As to your surprise that I did not sooner make the proposal to divide time with you, I can only say I made it as soon as I resolved to make it. I did not know but that such proposal would come from you; I waited respectfully to see. It may have been well known to you that you went to Springfield for the purpose of agreeing on the plan of campaign; but it was not so known to me. When your appointments were announced in the papers, extending only to the 21st. of August, I, for the first time, considered it certain that you would make no proposal to me; and then resolved, that if my friends concurred, I would make one to you. As soon thereafter as I could see and consult with friends satisfactorily, I did make the proposal. It did not occur to me that the proposed arrangement could derange your plan, after the latest of your appointments already made. After that, there was, before the election, largely over two months of clear time.

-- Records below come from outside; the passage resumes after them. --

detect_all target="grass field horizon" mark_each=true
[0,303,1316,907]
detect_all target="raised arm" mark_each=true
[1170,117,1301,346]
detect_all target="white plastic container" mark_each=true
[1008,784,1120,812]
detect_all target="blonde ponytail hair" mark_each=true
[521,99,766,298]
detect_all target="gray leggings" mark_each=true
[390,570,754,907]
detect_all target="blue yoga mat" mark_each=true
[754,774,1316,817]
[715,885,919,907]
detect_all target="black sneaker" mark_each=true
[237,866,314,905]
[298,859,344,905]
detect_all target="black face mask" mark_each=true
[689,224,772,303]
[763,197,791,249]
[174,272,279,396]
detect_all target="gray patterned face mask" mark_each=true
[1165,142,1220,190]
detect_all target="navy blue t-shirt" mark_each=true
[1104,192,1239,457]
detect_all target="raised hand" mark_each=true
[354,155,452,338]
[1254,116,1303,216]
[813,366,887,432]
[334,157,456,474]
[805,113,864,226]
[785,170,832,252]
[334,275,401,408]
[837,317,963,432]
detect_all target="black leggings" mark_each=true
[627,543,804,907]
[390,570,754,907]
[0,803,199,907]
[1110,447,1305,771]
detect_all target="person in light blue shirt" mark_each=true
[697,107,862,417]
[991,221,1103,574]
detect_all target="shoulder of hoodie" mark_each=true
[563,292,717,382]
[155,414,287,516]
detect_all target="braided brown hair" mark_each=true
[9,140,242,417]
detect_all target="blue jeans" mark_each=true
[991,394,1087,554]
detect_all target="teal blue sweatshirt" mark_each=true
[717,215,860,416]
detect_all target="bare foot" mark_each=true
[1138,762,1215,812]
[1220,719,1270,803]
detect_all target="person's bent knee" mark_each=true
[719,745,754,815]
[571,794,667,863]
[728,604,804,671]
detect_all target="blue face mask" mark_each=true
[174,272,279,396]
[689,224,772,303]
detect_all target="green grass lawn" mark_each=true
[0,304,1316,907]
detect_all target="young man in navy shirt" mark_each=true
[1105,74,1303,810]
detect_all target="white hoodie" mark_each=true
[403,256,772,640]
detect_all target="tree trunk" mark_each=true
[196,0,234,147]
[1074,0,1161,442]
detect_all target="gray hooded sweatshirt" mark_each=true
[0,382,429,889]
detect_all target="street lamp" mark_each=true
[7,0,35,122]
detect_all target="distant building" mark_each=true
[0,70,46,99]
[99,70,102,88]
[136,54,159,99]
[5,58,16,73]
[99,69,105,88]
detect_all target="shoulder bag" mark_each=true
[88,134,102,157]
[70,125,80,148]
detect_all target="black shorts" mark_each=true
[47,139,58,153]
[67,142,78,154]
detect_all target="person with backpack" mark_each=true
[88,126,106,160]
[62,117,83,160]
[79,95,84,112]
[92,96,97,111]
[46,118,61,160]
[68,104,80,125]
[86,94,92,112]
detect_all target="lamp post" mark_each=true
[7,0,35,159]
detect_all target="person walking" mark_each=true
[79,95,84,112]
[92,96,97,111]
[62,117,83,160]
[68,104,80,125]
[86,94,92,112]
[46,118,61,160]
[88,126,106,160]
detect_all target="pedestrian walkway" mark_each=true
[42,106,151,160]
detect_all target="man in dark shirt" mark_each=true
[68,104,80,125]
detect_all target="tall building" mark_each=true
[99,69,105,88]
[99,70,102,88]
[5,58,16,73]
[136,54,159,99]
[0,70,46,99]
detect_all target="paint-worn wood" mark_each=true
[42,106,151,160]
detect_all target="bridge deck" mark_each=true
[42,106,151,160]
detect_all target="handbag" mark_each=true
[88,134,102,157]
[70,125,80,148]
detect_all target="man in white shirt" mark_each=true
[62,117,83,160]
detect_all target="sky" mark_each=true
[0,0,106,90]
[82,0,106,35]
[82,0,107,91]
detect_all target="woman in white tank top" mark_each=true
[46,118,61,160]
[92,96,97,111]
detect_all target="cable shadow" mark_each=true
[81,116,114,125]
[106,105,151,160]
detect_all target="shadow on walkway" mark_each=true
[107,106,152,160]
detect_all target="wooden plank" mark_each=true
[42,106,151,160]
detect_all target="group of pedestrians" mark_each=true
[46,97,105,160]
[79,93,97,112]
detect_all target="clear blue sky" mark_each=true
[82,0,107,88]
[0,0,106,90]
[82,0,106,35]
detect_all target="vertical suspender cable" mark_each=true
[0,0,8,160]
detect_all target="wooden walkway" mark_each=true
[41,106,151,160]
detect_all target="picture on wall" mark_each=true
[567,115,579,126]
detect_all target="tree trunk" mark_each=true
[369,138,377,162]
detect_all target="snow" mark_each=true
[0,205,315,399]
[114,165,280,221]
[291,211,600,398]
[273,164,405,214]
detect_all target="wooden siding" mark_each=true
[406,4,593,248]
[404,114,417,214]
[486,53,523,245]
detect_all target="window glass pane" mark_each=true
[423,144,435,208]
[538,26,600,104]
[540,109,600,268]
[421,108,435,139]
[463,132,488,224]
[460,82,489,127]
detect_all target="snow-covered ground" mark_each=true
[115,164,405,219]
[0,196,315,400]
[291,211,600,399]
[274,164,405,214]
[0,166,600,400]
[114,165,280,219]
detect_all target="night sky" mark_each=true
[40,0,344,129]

For you to say that we have already spoken at Chicago and Springfield, and that on both occasions I had the concluding speech, is hardly a fair statement. The truth rather is this. At Chicago, July 9th, you made a carefully prepared conclusion on my speech of June 16th.; twentyfour hours after I made a hasty conclusion on yours of the 9th.; you had six days to prepare, and concluded on me again at Bloomington on the 16th.; twentyfour hours after I concluded on you again at Springfield. In the mean time you had made another conclusion on me at Springfield, which I did not hear, and of the contents of which I knew nothing when I spoke; so that your speech made in day-light, and mine at night of the 17th. at Springfield were both made in perfect independence of each other. The dates of making all these speeches, will show, I think, that in the matter of time for preparation, the advantage has all been on your side; and that none of the external circumstances have stood to my advantage.
I agree to an arrangement for us to speak at the seven places you have named, and at your own times, provided you name the times at once, so that I, as well as you, can have to myself the time not covered by the arrangement. As to other details, I wish perfect reciprocity, and no more. I wish as much time as you, and that conclusions shall alternate. That is all.